Impossible non plus d’évoquer le mélange de ces cultures sans parler des rappeurs qui se mettent au doublage d’anime. Orelsan a prêté sa voix à Saitama dans la version française de One Punch Man et Médine joue le personnage de Shark dans l’anime Megalo Box. Une ultime preuve de la complicité entre ces deux univers !
La culture japonaise dans le rap : langue, sonorités, mythes et esthétisme
Les mangas ne sont pas la seule facette de la culture japonaise qui inspire les rappeurs. Ces derniers piochent également dans les sonorités, les traditions et l’imagerie nippone. Certains albums ne sont pas construits autour d’une référence manga mais autour d’un concept japonais. Il peut par exemple s’agir des kaijus, monstres japonais qui ont inspiré l’album Disizilla de Disiz, ou encore d’Omotesando, une grande avenue située dans l’arrondissement de Shibuya à Tokyo, qui a donné son nom à un album de IAM. Parfois aussi, les références à la culture japonaise se font dans le titre des morceaux. Lomepal nous livre ses réflexions nocturnes dans Oyasumi (Bonne nuit en japonais), Népal partage ses influences bouddhistes dans Daruma et Deen Burbigo kick sur Ojiisama. Plus discret, Luv Resval fait référence aux shinigamis, les divinités de la mort au Japon, dans le morceau Tout s’en va.
De nombreux clips ont également été tournés sur l’archipel : Rien d’spécial de Népal, Tchiki Tchiki de PNL, 9 Milli de Kekra (qui n’en n’est pas à son coup d’essai au Japon), Skateboard de Jewel Usain ou plus récemment Billet de 100 de JeanJass.

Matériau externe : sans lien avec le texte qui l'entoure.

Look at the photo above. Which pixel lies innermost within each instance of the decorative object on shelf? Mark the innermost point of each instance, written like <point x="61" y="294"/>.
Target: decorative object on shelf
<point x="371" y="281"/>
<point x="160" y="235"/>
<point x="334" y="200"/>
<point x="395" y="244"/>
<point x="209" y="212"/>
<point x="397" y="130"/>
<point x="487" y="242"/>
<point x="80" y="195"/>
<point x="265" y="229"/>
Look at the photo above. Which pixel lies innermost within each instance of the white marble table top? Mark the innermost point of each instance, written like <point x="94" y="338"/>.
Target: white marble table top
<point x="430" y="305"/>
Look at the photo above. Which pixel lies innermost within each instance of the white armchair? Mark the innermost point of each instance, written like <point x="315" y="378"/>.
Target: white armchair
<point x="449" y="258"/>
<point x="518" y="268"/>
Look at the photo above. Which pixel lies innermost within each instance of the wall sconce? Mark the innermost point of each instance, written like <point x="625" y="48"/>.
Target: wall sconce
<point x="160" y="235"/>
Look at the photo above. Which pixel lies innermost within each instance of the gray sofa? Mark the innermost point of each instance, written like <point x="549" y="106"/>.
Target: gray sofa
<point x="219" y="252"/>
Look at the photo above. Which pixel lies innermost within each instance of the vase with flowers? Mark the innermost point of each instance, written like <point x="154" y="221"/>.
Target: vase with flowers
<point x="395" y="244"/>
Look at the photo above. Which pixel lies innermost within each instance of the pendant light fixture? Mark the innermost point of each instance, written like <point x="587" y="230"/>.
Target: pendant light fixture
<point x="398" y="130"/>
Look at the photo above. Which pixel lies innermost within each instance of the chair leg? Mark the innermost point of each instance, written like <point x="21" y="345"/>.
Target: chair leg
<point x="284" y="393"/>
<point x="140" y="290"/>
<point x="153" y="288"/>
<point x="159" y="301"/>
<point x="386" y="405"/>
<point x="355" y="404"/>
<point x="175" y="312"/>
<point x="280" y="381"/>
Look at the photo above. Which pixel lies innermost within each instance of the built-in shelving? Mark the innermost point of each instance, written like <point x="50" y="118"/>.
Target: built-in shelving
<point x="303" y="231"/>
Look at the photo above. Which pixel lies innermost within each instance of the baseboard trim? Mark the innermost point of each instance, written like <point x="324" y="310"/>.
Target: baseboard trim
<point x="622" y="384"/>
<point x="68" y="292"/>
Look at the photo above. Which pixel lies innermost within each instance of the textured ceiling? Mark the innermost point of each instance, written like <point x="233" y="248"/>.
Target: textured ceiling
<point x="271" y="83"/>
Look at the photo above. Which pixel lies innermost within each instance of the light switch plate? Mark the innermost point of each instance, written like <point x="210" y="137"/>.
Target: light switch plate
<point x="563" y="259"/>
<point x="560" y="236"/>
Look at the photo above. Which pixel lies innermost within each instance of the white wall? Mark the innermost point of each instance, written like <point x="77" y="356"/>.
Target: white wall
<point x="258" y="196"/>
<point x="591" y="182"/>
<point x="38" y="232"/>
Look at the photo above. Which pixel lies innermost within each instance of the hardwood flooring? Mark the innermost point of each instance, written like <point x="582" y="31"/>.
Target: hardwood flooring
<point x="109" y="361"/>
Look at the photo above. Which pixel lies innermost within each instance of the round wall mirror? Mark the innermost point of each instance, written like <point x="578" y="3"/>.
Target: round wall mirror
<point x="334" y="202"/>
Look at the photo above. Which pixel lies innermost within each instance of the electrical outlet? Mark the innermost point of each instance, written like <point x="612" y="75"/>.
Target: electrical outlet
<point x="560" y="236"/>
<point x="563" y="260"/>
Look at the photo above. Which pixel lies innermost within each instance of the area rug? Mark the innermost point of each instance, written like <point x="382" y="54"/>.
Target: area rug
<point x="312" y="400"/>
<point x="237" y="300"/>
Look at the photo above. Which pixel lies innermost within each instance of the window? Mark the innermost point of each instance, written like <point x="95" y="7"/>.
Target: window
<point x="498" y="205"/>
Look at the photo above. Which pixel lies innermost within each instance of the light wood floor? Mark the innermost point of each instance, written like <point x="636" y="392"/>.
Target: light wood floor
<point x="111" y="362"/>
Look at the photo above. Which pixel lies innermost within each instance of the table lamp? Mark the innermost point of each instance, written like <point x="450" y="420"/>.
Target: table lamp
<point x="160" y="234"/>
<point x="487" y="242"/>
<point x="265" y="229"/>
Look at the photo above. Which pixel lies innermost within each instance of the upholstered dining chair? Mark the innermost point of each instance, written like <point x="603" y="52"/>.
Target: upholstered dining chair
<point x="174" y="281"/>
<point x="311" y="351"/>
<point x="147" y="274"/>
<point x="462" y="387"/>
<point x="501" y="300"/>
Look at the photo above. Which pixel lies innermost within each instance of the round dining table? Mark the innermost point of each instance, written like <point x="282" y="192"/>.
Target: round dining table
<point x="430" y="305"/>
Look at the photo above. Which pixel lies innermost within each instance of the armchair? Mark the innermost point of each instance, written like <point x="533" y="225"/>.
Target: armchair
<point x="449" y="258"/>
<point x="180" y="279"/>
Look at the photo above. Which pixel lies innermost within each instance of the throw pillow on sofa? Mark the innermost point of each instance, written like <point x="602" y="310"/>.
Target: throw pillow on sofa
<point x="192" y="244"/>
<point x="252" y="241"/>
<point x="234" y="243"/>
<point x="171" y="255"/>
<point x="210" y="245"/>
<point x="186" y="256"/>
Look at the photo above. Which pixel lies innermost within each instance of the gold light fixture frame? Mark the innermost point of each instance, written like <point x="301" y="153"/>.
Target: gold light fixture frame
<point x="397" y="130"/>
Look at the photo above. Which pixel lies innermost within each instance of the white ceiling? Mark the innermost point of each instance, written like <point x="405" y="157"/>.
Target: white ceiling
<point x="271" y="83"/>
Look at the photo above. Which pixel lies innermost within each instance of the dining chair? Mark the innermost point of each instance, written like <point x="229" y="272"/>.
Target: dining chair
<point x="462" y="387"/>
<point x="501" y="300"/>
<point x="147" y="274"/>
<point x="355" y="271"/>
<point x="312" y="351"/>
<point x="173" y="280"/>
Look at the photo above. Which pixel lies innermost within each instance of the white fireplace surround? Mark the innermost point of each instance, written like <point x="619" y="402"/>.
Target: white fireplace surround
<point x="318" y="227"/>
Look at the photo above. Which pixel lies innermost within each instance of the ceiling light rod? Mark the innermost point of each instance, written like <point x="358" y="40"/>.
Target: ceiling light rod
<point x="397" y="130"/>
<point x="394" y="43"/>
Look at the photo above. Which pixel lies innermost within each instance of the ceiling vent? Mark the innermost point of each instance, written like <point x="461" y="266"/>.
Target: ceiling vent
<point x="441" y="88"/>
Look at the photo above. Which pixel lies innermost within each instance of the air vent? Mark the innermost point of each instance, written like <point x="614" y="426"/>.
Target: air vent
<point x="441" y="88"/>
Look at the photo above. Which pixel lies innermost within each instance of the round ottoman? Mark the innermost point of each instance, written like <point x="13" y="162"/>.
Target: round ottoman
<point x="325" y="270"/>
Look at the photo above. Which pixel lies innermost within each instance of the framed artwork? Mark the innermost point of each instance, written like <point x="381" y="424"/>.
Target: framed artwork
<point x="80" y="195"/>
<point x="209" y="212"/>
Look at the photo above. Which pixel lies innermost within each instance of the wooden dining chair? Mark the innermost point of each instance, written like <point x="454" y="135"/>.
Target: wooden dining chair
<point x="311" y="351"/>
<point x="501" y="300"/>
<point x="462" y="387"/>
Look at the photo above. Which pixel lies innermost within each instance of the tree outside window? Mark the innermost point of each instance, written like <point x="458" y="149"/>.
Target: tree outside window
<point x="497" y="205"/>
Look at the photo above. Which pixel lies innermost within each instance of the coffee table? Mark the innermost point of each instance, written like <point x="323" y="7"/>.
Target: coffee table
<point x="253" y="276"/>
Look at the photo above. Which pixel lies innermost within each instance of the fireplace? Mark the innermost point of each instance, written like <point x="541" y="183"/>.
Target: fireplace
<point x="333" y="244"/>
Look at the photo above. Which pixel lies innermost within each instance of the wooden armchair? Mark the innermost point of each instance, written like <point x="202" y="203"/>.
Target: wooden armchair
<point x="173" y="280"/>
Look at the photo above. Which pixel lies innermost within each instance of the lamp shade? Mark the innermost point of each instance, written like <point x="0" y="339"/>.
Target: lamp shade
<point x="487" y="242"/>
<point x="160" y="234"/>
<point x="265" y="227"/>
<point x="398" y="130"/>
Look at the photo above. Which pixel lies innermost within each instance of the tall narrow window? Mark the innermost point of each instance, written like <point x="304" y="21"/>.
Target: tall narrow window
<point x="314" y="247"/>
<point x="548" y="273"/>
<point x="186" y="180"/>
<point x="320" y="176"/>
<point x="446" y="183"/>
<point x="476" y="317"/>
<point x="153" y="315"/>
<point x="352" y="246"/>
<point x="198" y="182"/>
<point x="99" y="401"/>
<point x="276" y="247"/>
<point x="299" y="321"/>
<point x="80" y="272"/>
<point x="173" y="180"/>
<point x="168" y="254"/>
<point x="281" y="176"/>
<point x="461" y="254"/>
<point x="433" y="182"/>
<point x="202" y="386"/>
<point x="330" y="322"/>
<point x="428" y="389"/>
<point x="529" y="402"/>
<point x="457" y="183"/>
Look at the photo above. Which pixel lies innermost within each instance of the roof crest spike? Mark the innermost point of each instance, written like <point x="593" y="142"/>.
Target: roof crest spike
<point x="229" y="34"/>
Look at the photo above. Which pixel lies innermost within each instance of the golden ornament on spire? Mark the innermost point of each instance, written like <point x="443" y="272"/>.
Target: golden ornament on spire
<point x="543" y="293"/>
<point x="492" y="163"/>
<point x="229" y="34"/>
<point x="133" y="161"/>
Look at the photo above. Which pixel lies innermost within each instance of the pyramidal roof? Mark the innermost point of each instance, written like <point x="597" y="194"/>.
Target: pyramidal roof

Ambiance tokyoïte oblige, des mots ou phrases écrites en kanjis japonais accompagnent généralement les images.
La langue japonaise est elle aussi mise à l’honneur dans certains morceaux. On peut entendre dans le dernier projet d’Alpha Wann une voix féminine qui murmure régulièrement « don dada mixtape » avec un accent japonais. Nekfeu, lui, a invité la chanteuse nippone Crystal Kay à interpréter dans sa langue maternelle le refrain des morceaux Nekketsu et Pixels.
En vue de tous ces exemples, Japon et rap semblent vivre une parfaite histoire d’amour.
Une relation à sens unique
Cette relation n’est en réalité qu’à sens unique. De son côté, le Japon ne met nullement le rap à l’honneur. Au contraire, il semble hermétique à tout style musical qui ne s’adresse pas à l’ensemble de sa population. Seuls la J-pop et le J-rock se sont fait une place dans l’archipel. Alors forcément, quand le hip-hop, né aux États-Unis, a été introduit au Japon par Hiroshi Fujiwara, il n’a pas séduit les labels nippons. Ce style de musique ne rentre effectivement pas dans l’archétype de la musique japonaise. Son aspect anticonformiste ne plait guère. Le rap underground reste donc minoritaire au Japon. Seul le rap assagi et commercial, avec des paroles lisses, peut y connaitre le succès. Le lien entre rap et Japon semble donc voué à n’évoluer que dans un sens.